Unfortunately, there are a few issues with this approach:
- For some components that will be checked for health, we are already collecting data, like zpools in the reconciler. This is a problem. For example, the health monitor could end up reporting on different zpools than the reconciler. The reconciler reports data on demand, whereas the health monitor polls every minute.
- Not all health checks will be run on a "per sled" basis, like stale sagas. Having a single health monitor object per sled would be confusing and impractical.
- Some health checks report on the state of some component that is reported by itself, like services in maintenance or zpool health, but others will be determined by self imposed thresholds like stale sagas, dataset usage etc. Having all of the health checks lumped in a "health-monitor" would not make these nuances obvious.
Proposal
Instead of having a single health-monitor object per sled, add additional health status/information to every component or create a new entry for components that aren't listed yet. This approach will also allow new components that have no data recorded in inventory yet, to contain more information than just health.
Taking SMF services as an example, with the current approach, we only list services in maintenance. Only listing services in maintenance could prove to be insufficient information to gauge a system's health (e.g. #9855 (comment)), we would have more information to go on by.
In addition to health information/status, each item should have a timestamp of when the sample was taken.
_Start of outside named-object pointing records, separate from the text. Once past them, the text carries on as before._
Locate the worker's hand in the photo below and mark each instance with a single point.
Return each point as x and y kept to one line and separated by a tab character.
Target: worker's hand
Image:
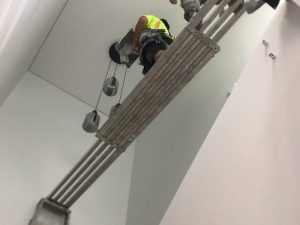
135	49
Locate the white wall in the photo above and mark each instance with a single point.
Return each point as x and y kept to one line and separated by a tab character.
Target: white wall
23	26
40	140
247	171
168	146
75	56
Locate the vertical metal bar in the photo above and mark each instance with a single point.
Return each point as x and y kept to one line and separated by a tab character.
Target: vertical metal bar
93	178
86	175
78	164
80	171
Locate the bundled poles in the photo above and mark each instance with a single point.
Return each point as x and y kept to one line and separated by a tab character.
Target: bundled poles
188	54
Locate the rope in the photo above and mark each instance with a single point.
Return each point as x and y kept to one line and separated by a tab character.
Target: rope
103	85
123	85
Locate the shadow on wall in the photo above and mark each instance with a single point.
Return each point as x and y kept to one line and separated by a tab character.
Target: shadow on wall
10	12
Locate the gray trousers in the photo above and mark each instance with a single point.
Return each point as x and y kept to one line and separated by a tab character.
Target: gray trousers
190	7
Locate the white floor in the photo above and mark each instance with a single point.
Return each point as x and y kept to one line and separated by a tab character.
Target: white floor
40	140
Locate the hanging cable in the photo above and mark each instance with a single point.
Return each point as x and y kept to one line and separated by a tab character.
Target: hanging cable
115	70
123	85
103	84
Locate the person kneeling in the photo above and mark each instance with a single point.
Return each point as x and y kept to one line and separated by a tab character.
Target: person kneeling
151	38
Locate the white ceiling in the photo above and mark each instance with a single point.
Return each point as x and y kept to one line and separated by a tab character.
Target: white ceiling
75	55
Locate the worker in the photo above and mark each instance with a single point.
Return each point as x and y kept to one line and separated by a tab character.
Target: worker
151	38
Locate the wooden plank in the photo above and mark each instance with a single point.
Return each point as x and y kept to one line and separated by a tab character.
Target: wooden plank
158	97
135	98
149	96
175	49
127	142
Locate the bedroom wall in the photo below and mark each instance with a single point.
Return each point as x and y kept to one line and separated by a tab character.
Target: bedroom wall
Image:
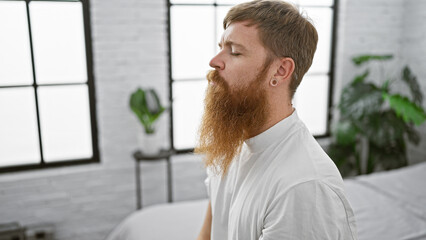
129	43
85	202
383	27
414	52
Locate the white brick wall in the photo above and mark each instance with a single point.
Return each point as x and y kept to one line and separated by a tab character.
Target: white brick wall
130	50
383	27
86	202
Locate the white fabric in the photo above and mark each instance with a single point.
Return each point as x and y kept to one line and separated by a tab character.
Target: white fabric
281	186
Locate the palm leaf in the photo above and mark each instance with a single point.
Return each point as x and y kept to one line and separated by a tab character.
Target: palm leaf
410	112
412	83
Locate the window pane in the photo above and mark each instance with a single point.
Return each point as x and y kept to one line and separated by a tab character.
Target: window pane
221	13
311	102
18	127
58	39
65	122
192	41
192	1
15	56
322	19
230	1
188	105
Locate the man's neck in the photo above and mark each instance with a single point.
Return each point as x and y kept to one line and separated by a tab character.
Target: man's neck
275	116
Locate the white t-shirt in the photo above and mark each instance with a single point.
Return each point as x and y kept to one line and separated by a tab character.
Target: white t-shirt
281	186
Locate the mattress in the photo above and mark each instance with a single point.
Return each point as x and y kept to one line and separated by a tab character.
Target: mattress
387	205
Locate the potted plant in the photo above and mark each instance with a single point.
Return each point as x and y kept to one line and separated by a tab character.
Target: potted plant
375	121
147	107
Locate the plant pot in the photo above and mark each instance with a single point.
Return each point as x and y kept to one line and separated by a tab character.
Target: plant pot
149	144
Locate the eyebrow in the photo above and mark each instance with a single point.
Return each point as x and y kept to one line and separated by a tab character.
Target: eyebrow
229	43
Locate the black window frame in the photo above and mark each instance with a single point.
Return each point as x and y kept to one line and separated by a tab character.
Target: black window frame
331	73
91	89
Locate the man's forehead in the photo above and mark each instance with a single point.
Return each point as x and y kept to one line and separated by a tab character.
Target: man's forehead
240	34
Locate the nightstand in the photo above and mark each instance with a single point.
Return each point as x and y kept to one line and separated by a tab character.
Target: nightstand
140	157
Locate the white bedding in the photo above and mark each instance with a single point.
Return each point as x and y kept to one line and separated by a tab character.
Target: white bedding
387	205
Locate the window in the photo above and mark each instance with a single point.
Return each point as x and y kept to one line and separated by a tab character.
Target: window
47	115
196	28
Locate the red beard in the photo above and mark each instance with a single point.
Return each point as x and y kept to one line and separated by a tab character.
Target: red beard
230	117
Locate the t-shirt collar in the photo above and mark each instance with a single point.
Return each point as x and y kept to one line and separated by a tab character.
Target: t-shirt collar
273	134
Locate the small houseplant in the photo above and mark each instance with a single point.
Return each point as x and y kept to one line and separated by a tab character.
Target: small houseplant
376	122
147	107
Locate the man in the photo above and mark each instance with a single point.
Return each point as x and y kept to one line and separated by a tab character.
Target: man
267	176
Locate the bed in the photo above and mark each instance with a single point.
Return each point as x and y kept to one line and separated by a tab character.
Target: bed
387	205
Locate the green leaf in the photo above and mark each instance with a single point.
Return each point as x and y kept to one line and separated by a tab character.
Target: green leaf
360	99
412	83
365	58
345	133
410	112
147	107
360	78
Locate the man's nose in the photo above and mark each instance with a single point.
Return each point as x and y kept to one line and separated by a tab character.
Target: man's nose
217	63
This will help with accuracy and avoid relying on assumptions.
It will be the job of the consumer to decide whether a status meets the criteria of a failed health check or not.
I have also assessed the current manual health check script, and have a list of what health status information we'll want to include. It'd be great to have input from others on this:
| Health check | Scope | Necessary? |
|---|---|---|
| Uptime | per sled | no |
| Kernel low memory scan | per sled | maybe? Would need to have a threshold to compare the result against. May need to run the command on a loop for a bit as well. |
| SMF service health | per sled/zone | yes - priority |
| Core file or kernel core file | per sled | no, There could be leftover core files that don’t mean anything |
| NVME firmware version | per sled | possibly necessary, but not urgent |
| expected physical disk count | per sled | yes |
| zpool health | per sled | yes- priority |
| unmounted dataset | per sled | yes. Will need to make sure the datasets are ones that matter (e.g. not support bundles) |
| expected crucible zone count | per rack | yes |
| dataset usage over 80% of quota or root dataset with <150 GiB avail |
per sled | yes |
| crucible free space when total capacity minus total used < 5TiB |
per rack | yes |
| dimm expected memory (1 or 2 TB) | per rack | yes |
| missing components for MGS driven updates |
per rack | yes |
| stale sagas - not on the script but we want to add this check |
per rack | yes - priority |
Open questions
To avoid triggering a bunch of expensive calls when an inventory collection is created, @jgallagher suggested we use the intermittent polling background tasks in the existing health monitor. This could also have the unintended consequence of data being older than the inventory collection itself. Is this acceptable? How would this impact the reconciler?